E l'Alberto Nicolini citato da Zanella è proprio il presidente dell'Arcigay di Reggio Emilia che su Facebook ha postato queste parole: "Ai due commentatori: sì, avete un problema enorme. Ma l'avete voi, non è un problema nostro. Ai bambini spiegate semplicemente che sono due persone che si vogliono bene. A voi stessi, che chiedete che ci nascondiamo, diciamo: cominciate voi. Nascondete le vostre relazioni, non parlate di vostra moglie o fidanzata o di quella tipa che vi ha spezzato il cuore, non sposatevi (atto pubblico), non portate la fede.

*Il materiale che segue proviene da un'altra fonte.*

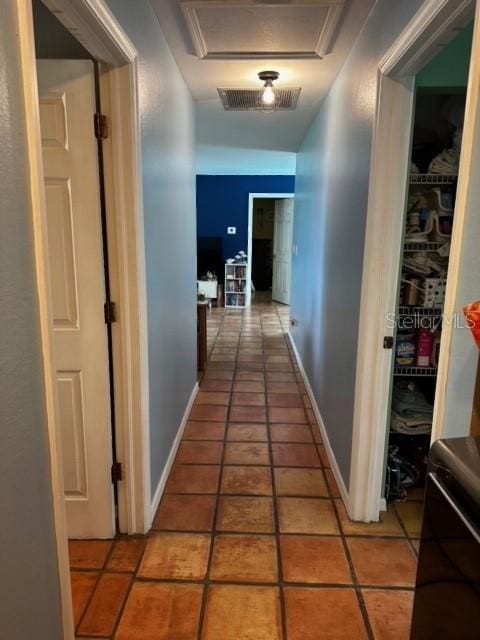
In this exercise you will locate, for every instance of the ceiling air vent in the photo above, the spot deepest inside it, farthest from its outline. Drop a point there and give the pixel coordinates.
(251, 99)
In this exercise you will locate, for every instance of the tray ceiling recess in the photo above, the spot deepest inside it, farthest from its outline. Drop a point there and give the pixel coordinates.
(252, 29)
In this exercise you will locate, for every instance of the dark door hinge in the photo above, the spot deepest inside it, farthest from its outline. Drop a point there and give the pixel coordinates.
(110, 312)
(388, 342)
(101, 126)
(117, 472)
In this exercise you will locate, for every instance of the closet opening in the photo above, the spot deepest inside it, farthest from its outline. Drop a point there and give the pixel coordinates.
(439, 110)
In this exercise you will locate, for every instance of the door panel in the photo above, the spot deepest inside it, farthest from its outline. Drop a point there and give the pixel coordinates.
(282, 250)
(74, 232)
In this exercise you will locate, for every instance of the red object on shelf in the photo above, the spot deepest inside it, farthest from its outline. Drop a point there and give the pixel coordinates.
(472, 314)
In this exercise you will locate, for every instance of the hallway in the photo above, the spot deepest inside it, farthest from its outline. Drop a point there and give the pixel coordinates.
(251, 540)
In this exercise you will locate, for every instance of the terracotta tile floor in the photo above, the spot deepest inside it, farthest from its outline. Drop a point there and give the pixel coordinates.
(251, 540)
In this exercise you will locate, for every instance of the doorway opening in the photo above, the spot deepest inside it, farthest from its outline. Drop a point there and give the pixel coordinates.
(270, 242)
(419, 201)
(436, 149)
(63, 242)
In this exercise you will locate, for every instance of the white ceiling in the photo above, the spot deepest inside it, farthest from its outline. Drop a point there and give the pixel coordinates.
(286, 32)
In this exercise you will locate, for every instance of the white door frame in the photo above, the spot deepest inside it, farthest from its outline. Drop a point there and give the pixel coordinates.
(251, 198)
(434, 25)
(96, 28)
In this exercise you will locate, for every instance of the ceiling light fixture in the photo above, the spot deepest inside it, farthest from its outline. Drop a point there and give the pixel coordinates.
(268, 94)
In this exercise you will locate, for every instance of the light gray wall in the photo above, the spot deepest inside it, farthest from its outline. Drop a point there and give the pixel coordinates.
(333, 168)
(52, 40)
(168, 142)
(30, 597)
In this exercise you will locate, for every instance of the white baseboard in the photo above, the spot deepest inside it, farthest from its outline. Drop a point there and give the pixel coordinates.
(157, 496)
(321, 427)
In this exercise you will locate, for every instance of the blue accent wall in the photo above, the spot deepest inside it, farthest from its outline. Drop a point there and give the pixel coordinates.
(222, 201)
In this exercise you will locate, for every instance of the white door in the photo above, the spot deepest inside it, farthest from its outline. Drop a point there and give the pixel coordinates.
(282, 250)
(70, 157)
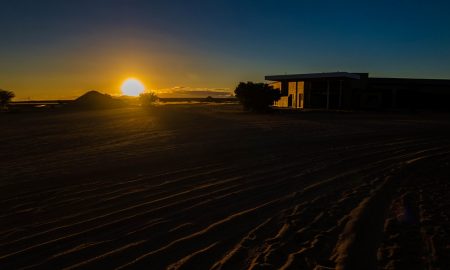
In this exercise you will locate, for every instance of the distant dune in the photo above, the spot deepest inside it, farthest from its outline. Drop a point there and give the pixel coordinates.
(96, 100)
(211, 187)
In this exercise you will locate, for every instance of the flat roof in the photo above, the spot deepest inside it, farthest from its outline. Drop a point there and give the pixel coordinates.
(312, 76)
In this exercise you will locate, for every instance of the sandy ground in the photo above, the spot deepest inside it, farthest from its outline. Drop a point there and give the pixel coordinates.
(211, 187)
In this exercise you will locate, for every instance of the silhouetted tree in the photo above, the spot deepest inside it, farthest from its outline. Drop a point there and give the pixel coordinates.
(148, 99)
(5, 98)
(256, 96)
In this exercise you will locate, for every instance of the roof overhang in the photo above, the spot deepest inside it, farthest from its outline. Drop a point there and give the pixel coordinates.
(313, 76)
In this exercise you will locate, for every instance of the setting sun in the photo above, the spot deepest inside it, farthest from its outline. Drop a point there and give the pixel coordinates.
(132, 87)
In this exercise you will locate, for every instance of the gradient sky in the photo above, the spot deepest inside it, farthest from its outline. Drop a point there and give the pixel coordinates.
(62, 48)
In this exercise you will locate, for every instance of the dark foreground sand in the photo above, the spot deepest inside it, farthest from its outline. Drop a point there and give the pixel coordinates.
(210, 187)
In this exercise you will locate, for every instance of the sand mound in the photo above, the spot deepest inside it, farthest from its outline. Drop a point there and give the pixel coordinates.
(96, 100)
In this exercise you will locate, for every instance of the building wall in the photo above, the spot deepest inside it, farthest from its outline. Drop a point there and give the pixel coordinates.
(292, 94)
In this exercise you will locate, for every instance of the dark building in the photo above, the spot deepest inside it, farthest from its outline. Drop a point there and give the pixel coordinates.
(344, 90)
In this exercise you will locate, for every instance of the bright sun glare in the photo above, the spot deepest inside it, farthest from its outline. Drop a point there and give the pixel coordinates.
(132, 87)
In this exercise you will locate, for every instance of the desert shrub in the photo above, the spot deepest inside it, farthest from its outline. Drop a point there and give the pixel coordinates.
(5, 98)
(256, 96)
(148, 99)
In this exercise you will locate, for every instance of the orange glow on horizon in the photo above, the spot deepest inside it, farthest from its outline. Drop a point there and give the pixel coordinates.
(132, 87)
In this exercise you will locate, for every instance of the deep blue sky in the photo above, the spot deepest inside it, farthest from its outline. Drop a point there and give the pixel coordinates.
(62, 48)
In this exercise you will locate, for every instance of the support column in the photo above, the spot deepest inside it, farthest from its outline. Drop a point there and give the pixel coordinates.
(328, 94)
(394, 98)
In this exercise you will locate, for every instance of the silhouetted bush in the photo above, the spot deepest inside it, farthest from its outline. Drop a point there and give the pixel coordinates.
(148, 99)
(96, 100)
(5, 98)
(256, 96)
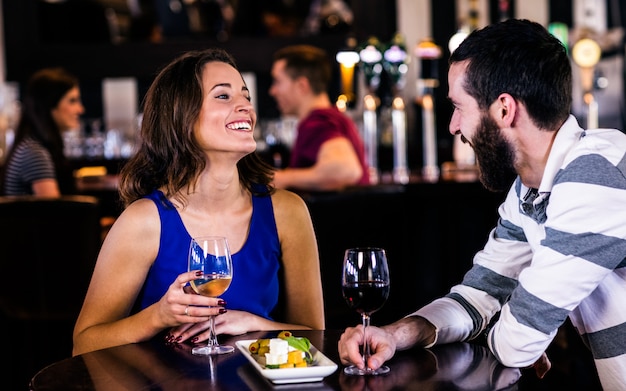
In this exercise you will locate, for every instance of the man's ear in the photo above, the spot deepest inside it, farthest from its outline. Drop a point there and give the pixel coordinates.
(505, 109)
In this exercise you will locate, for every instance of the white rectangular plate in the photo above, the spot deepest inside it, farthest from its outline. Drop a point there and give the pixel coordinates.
(321, 368)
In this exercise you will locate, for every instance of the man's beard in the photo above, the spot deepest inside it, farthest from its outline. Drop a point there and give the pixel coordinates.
(494, 156)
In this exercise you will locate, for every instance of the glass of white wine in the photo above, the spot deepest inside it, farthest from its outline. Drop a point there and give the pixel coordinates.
(211, 255)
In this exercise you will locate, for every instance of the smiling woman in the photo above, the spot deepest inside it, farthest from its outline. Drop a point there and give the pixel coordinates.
(196, 173)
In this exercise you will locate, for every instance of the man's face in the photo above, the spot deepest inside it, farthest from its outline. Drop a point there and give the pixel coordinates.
(494, 153)
(284, 89)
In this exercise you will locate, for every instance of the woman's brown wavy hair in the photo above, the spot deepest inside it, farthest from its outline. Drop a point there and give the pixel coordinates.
(168, 156)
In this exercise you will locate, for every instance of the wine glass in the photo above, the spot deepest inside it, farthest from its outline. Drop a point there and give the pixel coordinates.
(211, 256)
(365, 287)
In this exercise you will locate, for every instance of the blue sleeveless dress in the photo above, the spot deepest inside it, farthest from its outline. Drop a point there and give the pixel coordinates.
(256, 267)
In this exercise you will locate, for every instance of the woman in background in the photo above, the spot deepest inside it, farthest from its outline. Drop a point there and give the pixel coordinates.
(36, 164)
(196, 173)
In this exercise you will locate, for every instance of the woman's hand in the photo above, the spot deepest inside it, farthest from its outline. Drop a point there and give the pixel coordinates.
(181, 309)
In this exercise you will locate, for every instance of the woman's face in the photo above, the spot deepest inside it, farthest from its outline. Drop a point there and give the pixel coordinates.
(227, 118)
(68, 111)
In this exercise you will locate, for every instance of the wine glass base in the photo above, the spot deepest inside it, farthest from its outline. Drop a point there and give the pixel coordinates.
(355, 371)
(211, 350)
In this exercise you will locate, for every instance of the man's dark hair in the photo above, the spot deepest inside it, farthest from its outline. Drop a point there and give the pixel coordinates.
(308, 61)
(523, 59)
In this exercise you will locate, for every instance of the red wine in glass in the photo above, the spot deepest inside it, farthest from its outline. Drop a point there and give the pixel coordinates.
(365, 287)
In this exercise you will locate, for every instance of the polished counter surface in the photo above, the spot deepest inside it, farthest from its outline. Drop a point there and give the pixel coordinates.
(155, 365)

Insomma non esibite la vostra sessualità. Provate due giorni e poi ne riparliamo. Saluti".

 

Nicolini richiama, nel suo post, "i due commentatori". Ebbene il secondo (il primo è il bagnino) sarebbe un responsabile della reception che ai due giovani, usciti dalla struttura dopo essere stati trattati in quel modo, avrebbe detto "è già successo anche con coppie normali (testuali parole) che fossero richiamate perché sorprese in atteggiamenti focosi nella vasca". Il Corriere della Sera riporta anche la replica delle Terme di Merano. "Non facciamo discriminazioni: abbiamo molto ospiti qui alle Terme Merano che sono omosessuali e io stessa sono stata di recente al matrimonio di una coppia di uomini amici di mio marito — questa la direttrice della struttura —. A quanto mi ha detto il bagnino erano in una piscina riscaldata e stavano pomiciando e per questo abbiamo chiesto che smettessero: non era un comportamento adatto a quel posto. Se è stato un malinteso mi scusi, e spero ci sia modo di chiarire, ma mi dispiace che nessuno mi abbia contattata, sono andati via senza avermi parlato e poi si sono rivolti alla stampa". 

 

I giovani, però, hanno ribadito di non aver compiuto gesti eclatanti e, forse, sarebbe dovuta essere premura del bagnino o del responsabile della reception riferire quanto accaduto alla direttrice. In ogni caso non possiamo che dare ragione a Zanella: il Dolomiti Pride serve, eccome e certe vicende ce lo ricordano ogni giorno.